周鈞心中暗道,那李林甫在朝中樹敵眾多,難怪要布了如此之多的護衛。
入了堂側的隔間,李林甫瞧見龐公進門,笑著站起來說道:“經日未見,龐左監的氣色瞧著更好了些。”
龐公擺手說道:“咱家遠離那攤子操心事,落了個清淨,耳目倒是比過去靈光了許多。”
李林甫看向龐公身後的周鈞,又點頭笑道:“本相前些日子,見了周二郎,真如龐公所說,身微而有大才。”
周鈞剛想自謙兩句,李林甫又道:“那西廂記的話本,連宮中見了,都讚許稱奇。”
周鈞拱手說道:“某不過是出了些主意。”
李林甫朝房內的下人們,揮了揮手。
見眾人散去,李林甫走到案台前,指著桌上的圍棋,開口道:“龐公,不如手談一局?”
龐公頷首:“也好。”
李林甫撚了一枚黑子,對龐公說道:“你我省了猜先,由龐左監先落子可好?”
龐公點點頭,拿起一枚白子,先落在了棋盤中的天元。
李林甫見了,微微一笑:“龐左監口上說著清淨,心中怕是仍存著惦記。”
龐公說道:“忠和自是聖人的奴婢,心思自然要向著宮裡。”
李林甫笑了笑,不再說話,只是開始專心下棋。
李林甫喜好音律和鬥棋,論棋力本就不弱,過了好一會兒,那棋盤上便成了均勢互征的模樣。
周鈞一直看下來。
本來,眼前二人的落子,都是尋常的棋路。
突然間,李林甫的一枚黑子遠離戰局,落在了偏遠之隅。
龐公瞧見李林甫的這一手『飛』,先是一愣,接著便皺起了眉頭。
李林甫裝作無意的說道:“前幾日的朝堂上,刑部尚書裴敦複以剿滅海賊為由,為部下請功要官,遭了戶部尚書裴寬的面斥。”
“聖人原本已首肯了裴敦複的請命,但聽了裴寬的斥責,卻突然改了主意。”
龐公看著李林甫棋盤上那一顆突兀的黑子,又聽著對方看似不相乾的陳述,陷入了沉思。
“開元年間,李適之與裴寬先後任河南尹,兩任之內,動用內庫錢財,修築上陽、積翠、月陂三大堤防,成功抵禦谷洛水患。”
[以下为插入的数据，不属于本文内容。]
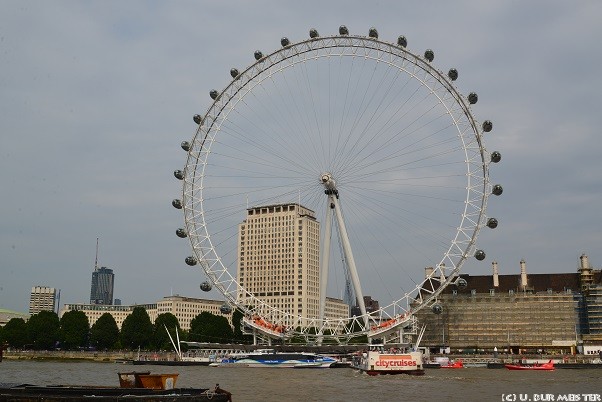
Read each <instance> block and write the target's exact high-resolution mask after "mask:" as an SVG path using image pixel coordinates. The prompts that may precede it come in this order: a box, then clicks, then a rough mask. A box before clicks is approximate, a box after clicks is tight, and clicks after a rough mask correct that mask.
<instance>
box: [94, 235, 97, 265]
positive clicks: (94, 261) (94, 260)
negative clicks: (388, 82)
mask: <svg viewBox="0 0 602 402" xmlns="http://www.w3.org/2000/svg"><path fill="white" fill-rule="evenodd" d="M94 271H98V237H97V238H96V259H95V260H94Z"/></svg>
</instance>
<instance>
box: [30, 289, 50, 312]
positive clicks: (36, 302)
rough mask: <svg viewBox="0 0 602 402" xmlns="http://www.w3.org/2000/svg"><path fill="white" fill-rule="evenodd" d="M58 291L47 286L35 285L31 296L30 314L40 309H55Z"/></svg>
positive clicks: (30, 302) (42, 310)
mask: <svg viewBox="0 0 602 402" xmlns="http://www.w3.org/2000/svg"><path fill="white" fill-rule="evenodd" d="M56 295H57V291H56V289H55V288H49V287H46V286H34V287H32V288H31V294H30V296H29V314H37V313H39V312H40V311H54V308H55V305H56Z"/></svg>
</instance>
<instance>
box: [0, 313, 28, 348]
mask: <svg viewBox="0 0 602 402" xmlns="http://www.w3.org/2000/svg"><path fill="white" fill-rule="evenodd" d="M2 341H3V342H6V343H8V345H9V346H10V347H13V348H17V349H20V348H22V347H23V346H25V344H26V343H27V323H26V322H25V320H24V319H23V318H11V319H10V320H9V321H8V322H7V323H6V325H5V326H4V328H3V329H2Z"/></svg>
“聖人聞得此事,曾坦言此乃不世之功,可庇三道安泰,李適之也憑此入相。”
“天寶三載,裴寬由范陽節度使,遷任戶部尚書,朝上遞的平述,卻是出自門下省弘文館。”
將幾件事合在一起想了一番,龐公朝李林甫問道:“李相想說,
裴寬入長安任職,卻是得了李適之的援引?” 李林甫:“那二人自當交好,裴寬不過是李適之的一著『飛子』,眼下那飛子終是要粘了上來。”
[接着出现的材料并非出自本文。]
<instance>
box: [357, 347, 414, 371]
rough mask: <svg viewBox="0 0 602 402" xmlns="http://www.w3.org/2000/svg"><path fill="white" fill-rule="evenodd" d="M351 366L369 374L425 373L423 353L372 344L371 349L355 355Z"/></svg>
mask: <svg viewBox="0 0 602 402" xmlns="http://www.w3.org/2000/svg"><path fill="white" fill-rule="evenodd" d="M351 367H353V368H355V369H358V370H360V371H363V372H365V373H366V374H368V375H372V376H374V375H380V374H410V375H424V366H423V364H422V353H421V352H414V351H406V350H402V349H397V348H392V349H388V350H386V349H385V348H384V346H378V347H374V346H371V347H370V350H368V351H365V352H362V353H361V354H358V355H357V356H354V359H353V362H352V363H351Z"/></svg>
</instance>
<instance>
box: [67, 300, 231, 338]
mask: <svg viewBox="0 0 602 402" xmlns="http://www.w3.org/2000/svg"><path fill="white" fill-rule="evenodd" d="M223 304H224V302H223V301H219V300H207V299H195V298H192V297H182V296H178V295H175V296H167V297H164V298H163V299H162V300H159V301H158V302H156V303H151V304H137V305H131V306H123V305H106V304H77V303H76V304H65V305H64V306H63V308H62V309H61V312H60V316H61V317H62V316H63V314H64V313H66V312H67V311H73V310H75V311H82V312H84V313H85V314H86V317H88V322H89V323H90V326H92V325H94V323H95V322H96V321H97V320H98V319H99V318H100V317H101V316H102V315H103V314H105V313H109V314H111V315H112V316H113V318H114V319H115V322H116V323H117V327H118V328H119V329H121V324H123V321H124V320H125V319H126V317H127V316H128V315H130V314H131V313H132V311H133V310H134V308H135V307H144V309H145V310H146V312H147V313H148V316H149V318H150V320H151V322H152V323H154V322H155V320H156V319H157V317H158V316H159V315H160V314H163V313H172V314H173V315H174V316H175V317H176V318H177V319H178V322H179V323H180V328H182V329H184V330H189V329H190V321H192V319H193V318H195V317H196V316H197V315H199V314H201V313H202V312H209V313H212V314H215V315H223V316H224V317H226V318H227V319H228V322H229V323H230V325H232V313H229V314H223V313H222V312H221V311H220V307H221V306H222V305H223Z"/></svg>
龐公聽見『粘』這個字,起初還沒反應過來,細細一想,心中一驚,開口問道:“李適之欲引裴寬入相?”
李林甫坐直身體,笑著說道:“我猜度便是這般。”
“且瞧著吧,既然裴寬身為飛子,那必有後招使其粘局。”
“當下,最要緊的便是,趁著那後招尚未落下之前,得先將這枚飛子給提了。”
龐公緊鎖眉頭:“如何提?”
李林甫盯著棋盤上的那枚黑子,沉默良久,終是說道:“既然李適之從外引援,那我自然也能設伏,打掉這枚飛子。”
龐公:“伏子何來?”
李林甫輕輕一笑,沉默不語。
龐公又道:“黜裴寬自是無錯,但不能牽涉到宮寰內苑。”
李林甫點頭說道:“龐左監放心,某與李適之的這盤棋,自不會牽連到宮內。”
聽見這話,龐公心中稍安。
李林甫說道:“今日,既然龐左監來了,倒是有另一件大事,要商議一番。”
“壽王為寧王守孝,三年未曾親聖理事,如今出了孝服,當立即入宮面聖,請安循禮才是。”
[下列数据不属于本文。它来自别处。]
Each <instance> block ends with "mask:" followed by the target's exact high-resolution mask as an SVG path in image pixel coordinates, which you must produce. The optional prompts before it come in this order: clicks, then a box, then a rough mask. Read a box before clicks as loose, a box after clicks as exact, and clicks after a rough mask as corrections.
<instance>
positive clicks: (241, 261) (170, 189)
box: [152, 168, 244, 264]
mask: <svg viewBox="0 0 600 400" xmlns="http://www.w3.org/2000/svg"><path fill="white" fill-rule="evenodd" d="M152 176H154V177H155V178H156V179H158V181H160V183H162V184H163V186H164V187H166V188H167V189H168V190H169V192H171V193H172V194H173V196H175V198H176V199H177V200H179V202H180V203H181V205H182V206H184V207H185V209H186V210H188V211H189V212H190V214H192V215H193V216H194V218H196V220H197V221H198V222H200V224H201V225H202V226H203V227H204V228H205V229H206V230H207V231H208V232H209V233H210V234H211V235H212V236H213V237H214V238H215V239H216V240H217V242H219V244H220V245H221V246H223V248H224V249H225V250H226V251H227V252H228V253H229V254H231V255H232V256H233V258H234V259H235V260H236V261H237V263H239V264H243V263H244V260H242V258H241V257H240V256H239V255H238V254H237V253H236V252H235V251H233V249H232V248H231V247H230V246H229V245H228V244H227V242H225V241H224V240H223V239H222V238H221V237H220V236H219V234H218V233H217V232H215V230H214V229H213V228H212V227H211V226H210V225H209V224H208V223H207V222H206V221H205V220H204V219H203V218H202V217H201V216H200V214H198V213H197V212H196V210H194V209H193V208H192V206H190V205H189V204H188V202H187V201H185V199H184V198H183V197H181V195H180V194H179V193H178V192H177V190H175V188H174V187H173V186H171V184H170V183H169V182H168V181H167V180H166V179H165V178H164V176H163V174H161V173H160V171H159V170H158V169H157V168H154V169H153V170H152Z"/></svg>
龐公聽見這話,臉上露出幾分為難的神色,開口道:“壽王近日心緒不寧,入宮怕是要再過幾日。”
李林甫直接問道:“壽王心存芥蒂,可是因為那楊太真?”
龐公猶豫片刻,輕輕點頭。
李林甫搖頭輕歎道:“不過一女子,何必徒生意氣。壽王那裡,還請龐公多多提點,當以大局為重。
龐公也跟著歎了一聲,只是應了。
二人又說了一會兒話。
龐公便出言告辭了。
騎著馬,周鈞行在龐公的車輦旁邊,還在想著剛才的那盤棋。
熟悉歷史的他,自是清楚,李林甫之後會利用裴敦複和裴寬之間的積怨,唆使前者去千方百計的構罪陷害裴寬。
最終,使得裴寬被貶為睢陽太守。
正在想著的時候,龐公突然在車輦中出言道:“二郎。”
周鈞連忙踢了踢馬肚,快了兩步,上前說道:“某在。”
龐公:“尋個機會,咱家安排你和壽王見上一面。”
周鈞一愣:“見壽王?”
龐公:“有些事情,咱家想與壽王說,但身份又多有不便。你年輕又知禮,去和壽王相談一番,說不定能解開他的心結。”
周鈞聽了,點頭應了下來。
一行人回到灞川別苑,周鈞先送龐公回房休息,之後自己也回了廂房。
畫月正在院庭中央,練著劍法,瞧見周鈞回來,打了聲招呼,便繼續練習了。
入了廂房,周鈞找來一面棋盤,憑借著記憶,又將李林甫和龐公的棋局,大致的重現了出來。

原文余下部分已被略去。